[Date Prev][Date Next][Thread Prev][Thread Next][Date Index][Thread Index]
Re: [xml-dev] DOM or SAX: Sense and Sensibility
On Wed, 2001-11-07 at 18:23, Bullard, Claude L (Len) wrote:
> A topic for the usual Friday introspection two
> days early:
>
> How often do you as experienced XML developers
> find people in your shop using DOM for work
> more appropriate to SAX? Have you asked
> them why and what do they say? What are the
> costs of picking the wrong API?
I guess I am in the vast majority of programers that find DOM-type
(tree-oriented) processing much easier to grasp than SAX processing.It
feels much easier to "be in control" of the document and to act on it
than to let it drive my code.
That said, no matter how cheap memory is, every time I have written
production code that loaded the whole document in memory, I have come
accross a couple of document that just wouldn't fit in. I always ended
up either splitting these documents in smaller chunks and adapting my
code, or rewriting the code in an event-oriented way. This was usually a
real painful and stressful task, as those huge documents are usually
pretty important for the user/customer!
Hence I wrote the XML::Twig ( http://www.xmltwig.com/ ) Perl module,
that let you register handlers on elements (actually you can use a
subset of XPath to determine when to trigger a handler). This way you
can deal with the document chunk by chunk. Once a chunk is completely
processed it can be flushed out, freeing the memory for the next one.

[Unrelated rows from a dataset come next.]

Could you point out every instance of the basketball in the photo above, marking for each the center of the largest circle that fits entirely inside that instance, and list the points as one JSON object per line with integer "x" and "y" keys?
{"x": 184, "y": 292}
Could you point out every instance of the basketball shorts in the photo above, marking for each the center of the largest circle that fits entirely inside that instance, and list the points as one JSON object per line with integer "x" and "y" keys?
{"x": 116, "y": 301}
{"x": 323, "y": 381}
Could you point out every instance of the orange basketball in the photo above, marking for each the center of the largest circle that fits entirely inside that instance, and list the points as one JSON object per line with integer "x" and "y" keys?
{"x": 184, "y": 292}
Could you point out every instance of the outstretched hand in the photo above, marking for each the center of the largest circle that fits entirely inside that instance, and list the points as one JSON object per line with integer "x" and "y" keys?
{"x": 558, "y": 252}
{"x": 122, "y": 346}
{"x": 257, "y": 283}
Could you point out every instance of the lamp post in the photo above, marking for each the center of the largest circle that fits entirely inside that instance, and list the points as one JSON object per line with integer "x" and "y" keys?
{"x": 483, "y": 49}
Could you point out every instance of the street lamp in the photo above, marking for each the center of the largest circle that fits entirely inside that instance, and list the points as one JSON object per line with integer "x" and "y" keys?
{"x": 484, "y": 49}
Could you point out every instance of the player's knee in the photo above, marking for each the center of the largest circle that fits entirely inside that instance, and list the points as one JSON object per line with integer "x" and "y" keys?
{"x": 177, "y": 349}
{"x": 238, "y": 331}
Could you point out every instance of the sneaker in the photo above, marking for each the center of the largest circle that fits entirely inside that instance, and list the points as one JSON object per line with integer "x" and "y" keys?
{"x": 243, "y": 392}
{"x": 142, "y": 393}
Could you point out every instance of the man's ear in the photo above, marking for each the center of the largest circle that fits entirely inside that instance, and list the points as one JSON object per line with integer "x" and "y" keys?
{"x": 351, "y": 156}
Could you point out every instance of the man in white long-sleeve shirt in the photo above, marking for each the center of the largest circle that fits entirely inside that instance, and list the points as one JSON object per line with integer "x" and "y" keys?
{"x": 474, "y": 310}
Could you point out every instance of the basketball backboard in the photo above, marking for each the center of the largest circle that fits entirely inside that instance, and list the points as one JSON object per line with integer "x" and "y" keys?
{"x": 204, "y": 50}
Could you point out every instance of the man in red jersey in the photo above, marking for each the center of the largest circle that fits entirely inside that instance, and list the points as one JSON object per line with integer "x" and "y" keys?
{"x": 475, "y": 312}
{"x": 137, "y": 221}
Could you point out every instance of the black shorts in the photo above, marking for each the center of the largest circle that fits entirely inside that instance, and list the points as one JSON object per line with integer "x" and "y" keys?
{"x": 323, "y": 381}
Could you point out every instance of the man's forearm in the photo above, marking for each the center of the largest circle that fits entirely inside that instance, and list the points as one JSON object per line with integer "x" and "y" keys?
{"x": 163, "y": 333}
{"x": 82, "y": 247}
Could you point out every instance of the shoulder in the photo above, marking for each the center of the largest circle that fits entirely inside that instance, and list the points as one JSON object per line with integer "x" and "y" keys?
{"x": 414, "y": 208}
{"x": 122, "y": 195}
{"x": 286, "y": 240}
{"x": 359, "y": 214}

This is usally appropriate, a maximum of 2 passes have always allowed me
to perform all the transformations I needed.
The only difficult thing with this model is that it is sometimes too
convenient ;--( : it is very easy to define handlers at several level
in the tree, and a handler can be called only once an element has been
_completely_ parsed (i.e. when its end tag is parsed). So handlers on
inner tags are called before handlers on outter tags, and by the time
the outter handler is triggered you have to remember that the content of
the sub-element might have been already processed. But I find it a small
price to pay for the convenience of being able to process documents of
any kind using a tree model.
As for DOM vs SAX I think a lot of programers use the DOM because that's
what they find on the W3C site, and frankly I am pretty scared at the
idea of inexperienced coders using it!